People in their twenties and thirties are being turned off from working in estate agency because they dislike the dress code.
They want jackets and ties to be binned in favour of a more relaxed working environment.
A new blog – written by intern Will Missen but to the brief of Barry Collins – on the CPR property recruitment website says: “This is a huge issue for the property industry, which desperately needs to modernise in terms of dress codes merely as a starting point.”
Missen, 19, is a first-year student of English literature at Southampton University.
His blog says that estate and letting agents have been slow to catch on to what millennials really want, instead negatively categorising them as lazy and uncommitted.
But instead of complaining, he says, employers should be adjusting their businesses and vacancies to accommodate the changing demands of the current workforce.
It points out that the cost of living has gone up, but basic salaries in the industry have not. Something else needs to be provided – and millennials want their jobs to be fulfilling.

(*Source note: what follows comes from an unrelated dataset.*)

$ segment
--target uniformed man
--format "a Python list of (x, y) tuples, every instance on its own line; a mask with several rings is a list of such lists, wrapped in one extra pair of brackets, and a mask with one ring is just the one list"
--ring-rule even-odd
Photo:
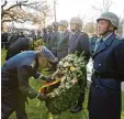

They want flexible working hours and days, and they “don’t want to sit in an office for ten hours a day to do work that could possibly be done from home, or even while commuting with their phone or laptop. Their accessibility to work is different, and the environment needs to change to reflect this new freedom and technology.”
Other employers, in media sales and digital marketing, look for the same entry-level candidates as agents, but provide a more forward thinking and collaborative environment. They will often provide pool tables and TVs, and lay on free breakfasts.
The blog suggests that every job in agency for someone under 24 should be treated like a graduate scheme.
Missen concludes: “Clearly, to negatively stereotype millennials is to misunderstand how they differ from you and from their parents; complaining won’t do any good for your hiring process. What will help, however, is recognising Generation Y as different.”